In 2015 the Labor Force participation rate throughout Southeastern Michigan was the lowest in Highland Park (at 58%) for those 16 and above , according to the American Community Survey. For reference, the rate average rate nationally was 62.4% in September 2015. By August 2017, it was 62.9.
As the maps below show, both high and low labor force participation is generally concentrated on the two sides of Eight Mile Road, just across county borders–low in northern Wayne County in the Detroit and Highland Park area, high in southern Oakland County in the Ferndale area.
 16 and above refers to all ages including those above 64.

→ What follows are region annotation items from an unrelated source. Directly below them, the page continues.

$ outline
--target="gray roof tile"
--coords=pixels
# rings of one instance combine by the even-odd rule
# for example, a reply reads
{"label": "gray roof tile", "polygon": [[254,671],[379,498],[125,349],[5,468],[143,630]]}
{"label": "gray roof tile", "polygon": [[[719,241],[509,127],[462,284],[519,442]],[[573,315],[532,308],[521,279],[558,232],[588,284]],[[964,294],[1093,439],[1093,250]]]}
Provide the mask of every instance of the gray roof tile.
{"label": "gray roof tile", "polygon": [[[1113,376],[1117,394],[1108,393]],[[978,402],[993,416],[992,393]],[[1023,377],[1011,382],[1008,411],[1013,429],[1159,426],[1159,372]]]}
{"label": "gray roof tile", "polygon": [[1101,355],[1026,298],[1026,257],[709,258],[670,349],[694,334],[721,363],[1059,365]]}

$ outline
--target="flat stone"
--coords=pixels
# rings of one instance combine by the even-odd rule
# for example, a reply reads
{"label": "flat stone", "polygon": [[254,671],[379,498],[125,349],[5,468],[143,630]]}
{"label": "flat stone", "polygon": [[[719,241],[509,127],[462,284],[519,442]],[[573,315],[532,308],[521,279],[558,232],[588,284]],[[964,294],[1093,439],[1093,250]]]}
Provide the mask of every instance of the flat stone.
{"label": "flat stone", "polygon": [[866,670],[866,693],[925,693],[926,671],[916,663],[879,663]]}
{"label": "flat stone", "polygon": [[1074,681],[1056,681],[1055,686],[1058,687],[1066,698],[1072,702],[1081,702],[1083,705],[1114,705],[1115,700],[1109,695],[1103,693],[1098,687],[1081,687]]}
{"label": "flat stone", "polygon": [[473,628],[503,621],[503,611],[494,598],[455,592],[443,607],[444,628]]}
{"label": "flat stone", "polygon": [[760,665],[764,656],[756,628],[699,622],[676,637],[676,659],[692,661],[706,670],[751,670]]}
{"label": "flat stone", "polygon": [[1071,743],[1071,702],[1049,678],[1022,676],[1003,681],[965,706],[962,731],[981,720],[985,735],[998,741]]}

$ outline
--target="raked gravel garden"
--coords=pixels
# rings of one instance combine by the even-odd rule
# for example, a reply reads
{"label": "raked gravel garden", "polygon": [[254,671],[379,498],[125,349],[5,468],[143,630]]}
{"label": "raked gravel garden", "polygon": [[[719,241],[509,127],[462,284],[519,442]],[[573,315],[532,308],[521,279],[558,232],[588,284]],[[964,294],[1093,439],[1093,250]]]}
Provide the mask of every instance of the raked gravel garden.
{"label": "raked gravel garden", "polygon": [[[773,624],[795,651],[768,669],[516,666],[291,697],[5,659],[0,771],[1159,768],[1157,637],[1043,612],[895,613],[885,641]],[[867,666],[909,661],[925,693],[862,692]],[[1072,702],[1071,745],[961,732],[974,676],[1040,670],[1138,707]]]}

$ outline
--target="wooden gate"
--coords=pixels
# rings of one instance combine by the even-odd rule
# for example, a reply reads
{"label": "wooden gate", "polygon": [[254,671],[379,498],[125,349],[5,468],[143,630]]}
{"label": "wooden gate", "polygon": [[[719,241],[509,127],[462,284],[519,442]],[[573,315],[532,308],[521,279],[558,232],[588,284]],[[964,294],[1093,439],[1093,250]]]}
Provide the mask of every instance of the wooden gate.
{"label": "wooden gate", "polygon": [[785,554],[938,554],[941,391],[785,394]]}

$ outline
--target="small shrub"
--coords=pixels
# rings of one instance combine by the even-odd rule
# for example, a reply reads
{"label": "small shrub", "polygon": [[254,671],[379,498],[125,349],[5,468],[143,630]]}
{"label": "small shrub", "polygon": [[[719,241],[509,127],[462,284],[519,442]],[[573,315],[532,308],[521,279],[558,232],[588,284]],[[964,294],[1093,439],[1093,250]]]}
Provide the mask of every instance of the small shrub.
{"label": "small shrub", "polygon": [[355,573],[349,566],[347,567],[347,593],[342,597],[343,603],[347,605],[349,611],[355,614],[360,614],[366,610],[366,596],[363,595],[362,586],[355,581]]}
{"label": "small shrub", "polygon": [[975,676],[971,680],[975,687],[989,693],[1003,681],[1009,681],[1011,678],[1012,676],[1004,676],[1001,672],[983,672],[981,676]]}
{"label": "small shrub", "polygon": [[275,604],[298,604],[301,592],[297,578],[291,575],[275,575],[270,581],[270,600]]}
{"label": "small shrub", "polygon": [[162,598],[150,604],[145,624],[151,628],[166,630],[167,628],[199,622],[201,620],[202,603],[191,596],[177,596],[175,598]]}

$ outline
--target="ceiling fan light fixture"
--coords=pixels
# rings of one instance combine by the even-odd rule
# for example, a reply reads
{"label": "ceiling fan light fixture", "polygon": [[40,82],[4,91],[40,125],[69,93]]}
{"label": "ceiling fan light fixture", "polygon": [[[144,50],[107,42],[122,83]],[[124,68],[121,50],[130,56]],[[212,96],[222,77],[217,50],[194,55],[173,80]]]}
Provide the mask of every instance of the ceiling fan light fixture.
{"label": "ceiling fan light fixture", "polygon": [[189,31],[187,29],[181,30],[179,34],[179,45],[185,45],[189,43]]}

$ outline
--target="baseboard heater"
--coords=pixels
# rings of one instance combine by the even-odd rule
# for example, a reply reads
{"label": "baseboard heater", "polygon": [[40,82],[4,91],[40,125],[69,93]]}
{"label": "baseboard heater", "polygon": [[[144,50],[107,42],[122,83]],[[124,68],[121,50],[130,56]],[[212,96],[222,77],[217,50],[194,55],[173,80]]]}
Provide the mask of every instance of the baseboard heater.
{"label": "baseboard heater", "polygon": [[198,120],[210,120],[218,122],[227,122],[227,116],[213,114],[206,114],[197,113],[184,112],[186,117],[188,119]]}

For those 16 and older the City of Highland Park had the lowest labor force participation rate in the region at 58 percent for those 16 and older and 54 percent for those between the ages of 16-64. In the City of Detroit the labor for participation for those 16 and older was 63 percent; it was 53 percent for those between the ages of 16 and 64. While there was a pocket of Wayne County where the labor force participation rate wasn’t above 55.2 percent for those 16 and older and above 65 percent for those between 16 and 64, the majority of the region had labor force participation rates between 62.2 percent and 71.4 percent for those aged 16 and older and between 72.7 percent and 80.5 percent for those between the ages of 16 and 64. Just as there was a concentration of low labor force participation in Wayne County in and around Detroit, there was a concentration of the highest labor force participation markets in southern Oakland County in the Ferndale/Royal Oak area. In Royal Oak the labor force participation rate was 74.8 percent for those 16 and older and 86.2 percent for those between the ages of 18 and 64. Ferndale had the highest labor force participation rate at for those between ages of 16-64 at 87.9 percent, and for those 16 and older and it was 73.2 percent.
An understanding of the labor force participation rate is important as it is another strong indicator of the economy. Those classified as unemployed may not be active participants of the workforce for a variety of reasons, one of which includes becoming discouraged and stopping seeking employment.